The C code is compiled into a static library which is linked into the test code though sonar only has the #includes to go on.

1 Like

I should also add that I had one instace of C++ rules applying for a .c file rather than a .h.
I discovered that the file was created by configuring (in cmake) a “.c.in” into a “.c”. I resolved that by adding .c.in as a C suffix in sonar.c.file.suffixes=.c,.h,.c.in.
At least I thought I did but I have since been informed that sonar.c.file.suffixes is no longer used. So how I fixed it is a mystery.

1 Like

Hi,

Thank you for additional information, that helps to clarify.

Was the issue you are referring to raised in the header file, which is included from C++ source?
This would explain the behavior you are seeing.

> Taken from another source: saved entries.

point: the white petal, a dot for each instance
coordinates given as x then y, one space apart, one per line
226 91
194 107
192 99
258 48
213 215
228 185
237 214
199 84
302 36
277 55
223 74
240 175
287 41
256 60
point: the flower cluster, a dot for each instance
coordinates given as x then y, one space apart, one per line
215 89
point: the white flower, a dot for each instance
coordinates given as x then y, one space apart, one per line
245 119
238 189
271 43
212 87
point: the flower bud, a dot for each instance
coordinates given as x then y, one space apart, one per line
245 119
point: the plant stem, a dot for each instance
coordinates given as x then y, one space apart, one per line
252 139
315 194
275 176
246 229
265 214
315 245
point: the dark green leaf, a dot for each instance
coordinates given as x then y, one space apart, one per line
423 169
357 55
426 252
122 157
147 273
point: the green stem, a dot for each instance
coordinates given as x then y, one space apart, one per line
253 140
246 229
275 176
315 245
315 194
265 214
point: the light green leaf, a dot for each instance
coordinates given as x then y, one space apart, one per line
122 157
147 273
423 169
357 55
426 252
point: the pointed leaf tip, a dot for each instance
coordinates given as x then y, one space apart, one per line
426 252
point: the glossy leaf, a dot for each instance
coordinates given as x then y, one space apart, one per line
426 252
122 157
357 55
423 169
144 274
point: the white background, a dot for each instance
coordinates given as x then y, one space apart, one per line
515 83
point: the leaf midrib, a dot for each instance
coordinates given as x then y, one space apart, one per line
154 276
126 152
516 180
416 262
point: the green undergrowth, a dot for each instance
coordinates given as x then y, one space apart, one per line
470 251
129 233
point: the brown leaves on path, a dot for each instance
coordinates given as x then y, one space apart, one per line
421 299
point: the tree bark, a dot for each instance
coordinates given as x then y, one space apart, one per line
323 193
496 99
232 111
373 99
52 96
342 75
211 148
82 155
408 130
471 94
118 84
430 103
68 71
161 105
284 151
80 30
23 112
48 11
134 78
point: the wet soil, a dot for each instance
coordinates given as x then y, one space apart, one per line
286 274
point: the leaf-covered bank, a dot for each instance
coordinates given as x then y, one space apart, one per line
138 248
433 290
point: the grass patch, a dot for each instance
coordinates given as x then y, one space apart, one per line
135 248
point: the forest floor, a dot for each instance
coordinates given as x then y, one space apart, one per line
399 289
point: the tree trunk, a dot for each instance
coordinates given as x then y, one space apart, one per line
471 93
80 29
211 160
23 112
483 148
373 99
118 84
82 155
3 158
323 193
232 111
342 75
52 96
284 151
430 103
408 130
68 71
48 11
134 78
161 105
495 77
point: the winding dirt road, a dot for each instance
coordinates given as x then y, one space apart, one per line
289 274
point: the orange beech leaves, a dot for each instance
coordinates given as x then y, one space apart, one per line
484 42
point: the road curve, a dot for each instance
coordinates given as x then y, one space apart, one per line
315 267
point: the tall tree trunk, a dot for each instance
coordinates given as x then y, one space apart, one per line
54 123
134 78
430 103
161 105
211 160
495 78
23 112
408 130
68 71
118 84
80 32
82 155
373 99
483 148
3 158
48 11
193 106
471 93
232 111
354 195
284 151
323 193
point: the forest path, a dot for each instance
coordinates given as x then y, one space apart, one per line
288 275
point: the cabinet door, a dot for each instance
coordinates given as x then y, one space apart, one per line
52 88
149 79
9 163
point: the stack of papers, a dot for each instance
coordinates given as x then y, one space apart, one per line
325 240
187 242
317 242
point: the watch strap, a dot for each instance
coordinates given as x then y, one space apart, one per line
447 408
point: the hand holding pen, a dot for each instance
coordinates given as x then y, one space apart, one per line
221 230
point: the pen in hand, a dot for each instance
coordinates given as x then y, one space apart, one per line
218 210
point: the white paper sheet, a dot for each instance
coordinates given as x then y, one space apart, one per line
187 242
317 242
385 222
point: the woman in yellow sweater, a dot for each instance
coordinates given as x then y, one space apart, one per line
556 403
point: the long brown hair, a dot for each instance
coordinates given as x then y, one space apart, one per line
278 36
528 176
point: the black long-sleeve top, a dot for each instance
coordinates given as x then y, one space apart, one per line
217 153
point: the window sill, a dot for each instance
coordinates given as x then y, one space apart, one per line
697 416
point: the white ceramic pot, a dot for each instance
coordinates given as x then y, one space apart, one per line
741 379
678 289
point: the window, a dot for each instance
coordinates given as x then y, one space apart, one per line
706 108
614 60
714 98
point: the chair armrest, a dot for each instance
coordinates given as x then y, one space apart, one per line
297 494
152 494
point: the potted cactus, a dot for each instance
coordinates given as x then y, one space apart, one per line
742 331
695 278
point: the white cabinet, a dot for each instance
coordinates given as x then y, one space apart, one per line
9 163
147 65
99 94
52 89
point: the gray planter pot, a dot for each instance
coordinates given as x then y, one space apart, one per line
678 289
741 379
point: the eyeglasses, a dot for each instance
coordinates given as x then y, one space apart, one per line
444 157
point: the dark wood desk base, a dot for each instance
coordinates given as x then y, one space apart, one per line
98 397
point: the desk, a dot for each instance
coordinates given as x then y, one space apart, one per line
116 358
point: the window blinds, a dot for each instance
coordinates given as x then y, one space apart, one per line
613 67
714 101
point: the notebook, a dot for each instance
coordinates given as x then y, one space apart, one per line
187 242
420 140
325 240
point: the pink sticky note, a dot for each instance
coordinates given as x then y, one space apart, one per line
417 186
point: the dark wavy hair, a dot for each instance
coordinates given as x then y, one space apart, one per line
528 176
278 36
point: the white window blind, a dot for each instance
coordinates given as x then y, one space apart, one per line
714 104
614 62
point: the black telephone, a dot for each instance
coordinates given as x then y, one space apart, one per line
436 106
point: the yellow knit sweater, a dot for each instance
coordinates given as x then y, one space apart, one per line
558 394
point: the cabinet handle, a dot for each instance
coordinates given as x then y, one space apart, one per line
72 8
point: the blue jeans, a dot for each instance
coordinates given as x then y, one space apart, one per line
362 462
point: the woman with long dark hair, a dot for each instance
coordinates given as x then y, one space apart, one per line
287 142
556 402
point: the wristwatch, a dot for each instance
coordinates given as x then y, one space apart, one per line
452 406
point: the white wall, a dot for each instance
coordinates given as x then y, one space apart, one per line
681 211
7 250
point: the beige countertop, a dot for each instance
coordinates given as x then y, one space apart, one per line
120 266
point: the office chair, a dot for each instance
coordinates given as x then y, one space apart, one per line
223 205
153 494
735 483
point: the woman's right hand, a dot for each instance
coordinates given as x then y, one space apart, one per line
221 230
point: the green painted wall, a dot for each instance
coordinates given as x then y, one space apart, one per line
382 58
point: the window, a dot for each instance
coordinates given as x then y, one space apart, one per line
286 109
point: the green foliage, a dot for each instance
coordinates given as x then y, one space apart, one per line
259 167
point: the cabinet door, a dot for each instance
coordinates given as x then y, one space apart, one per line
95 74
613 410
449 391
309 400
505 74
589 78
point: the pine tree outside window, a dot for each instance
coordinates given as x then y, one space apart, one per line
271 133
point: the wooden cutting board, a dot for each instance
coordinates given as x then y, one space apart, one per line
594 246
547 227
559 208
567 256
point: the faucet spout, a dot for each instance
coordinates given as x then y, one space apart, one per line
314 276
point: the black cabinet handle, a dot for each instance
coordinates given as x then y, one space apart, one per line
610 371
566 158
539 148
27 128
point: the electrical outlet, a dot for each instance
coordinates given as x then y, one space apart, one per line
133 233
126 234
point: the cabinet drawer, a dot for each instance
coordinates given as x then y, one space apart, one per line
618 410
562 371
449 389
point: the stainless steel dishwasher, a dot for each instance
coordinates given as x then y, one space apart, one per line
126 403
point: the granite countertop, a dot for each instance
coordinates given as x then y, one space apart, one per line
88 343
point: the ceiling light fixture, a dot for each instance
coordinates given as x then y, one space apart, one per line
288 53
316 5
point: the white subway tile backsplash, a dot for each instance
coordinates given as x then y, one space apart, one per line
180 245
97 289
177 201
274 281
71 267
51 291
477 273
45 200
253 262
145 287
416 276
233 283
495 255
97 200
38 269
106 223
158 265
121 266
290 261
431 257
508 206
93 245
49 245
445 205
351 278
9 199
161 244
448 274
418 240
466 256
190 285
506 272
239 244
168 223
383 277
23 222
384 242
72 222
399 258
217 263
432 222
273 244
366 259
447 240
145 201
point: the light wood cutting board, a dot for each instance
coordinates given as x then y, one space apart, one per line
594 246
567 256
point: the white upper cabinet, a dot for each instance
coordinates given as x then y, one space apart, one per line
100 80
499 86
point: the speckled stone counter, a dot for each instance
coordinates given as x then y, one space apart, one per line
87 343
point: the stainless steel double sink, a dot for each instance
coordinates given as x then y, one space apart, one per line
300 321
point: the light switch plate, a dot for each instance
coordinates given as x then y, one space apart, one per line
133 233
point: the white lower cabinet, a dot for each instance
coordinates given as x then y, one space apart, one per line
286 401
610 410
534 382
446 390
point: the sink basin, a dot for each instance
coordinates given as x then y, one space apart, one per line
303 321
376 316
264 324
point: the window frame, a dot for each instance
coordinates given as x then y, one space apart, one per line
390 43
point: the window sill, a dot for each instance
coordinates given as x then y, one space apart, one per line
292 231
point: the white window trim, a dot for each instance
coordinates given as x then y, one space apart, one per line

We analyze code in header files, as part of the analysis of the source file that is including them. So if the header is included in the file that is a C++ source file (i.e. file that is compiled as C++), it will be analyzed as C++ code.

As you are rightly pointing out, this should not apply to code that is placed inside the extern "C" block, and it is most likely bug in rule implementation. For which rule or rules, have you seen the issue being reported?

We determine a language in which the file should be analyzed, by looking into the compilation command for the source file (and included headers are analyzed with it). This allows us to match to also determine a correct language standard to use. Would it be possible, that the file was compile in c++ mode before?

For the .c.in cases it was definitely only compiled as C.

For the header case its only two rules:

cpp:S5028 - Macros should not be used to define constants
cpp:S5416 - “using” should be preferred for type aliasing

I was thinking it would be a bug in the rule selection code (enabling all C++) rules rather than any specific rule but it could have a lot worse so perhaps not.

As I understand, the issue not longer reproduces. But if you will notice a C++ issues, being raised in C source file again, could you please open a new thread.

I have created CPP-3976 ticket for the above false positives in C code placed inside the extern "C" block, including whole headers being lexically included. You can use it to track the status of the issue.

2 Likes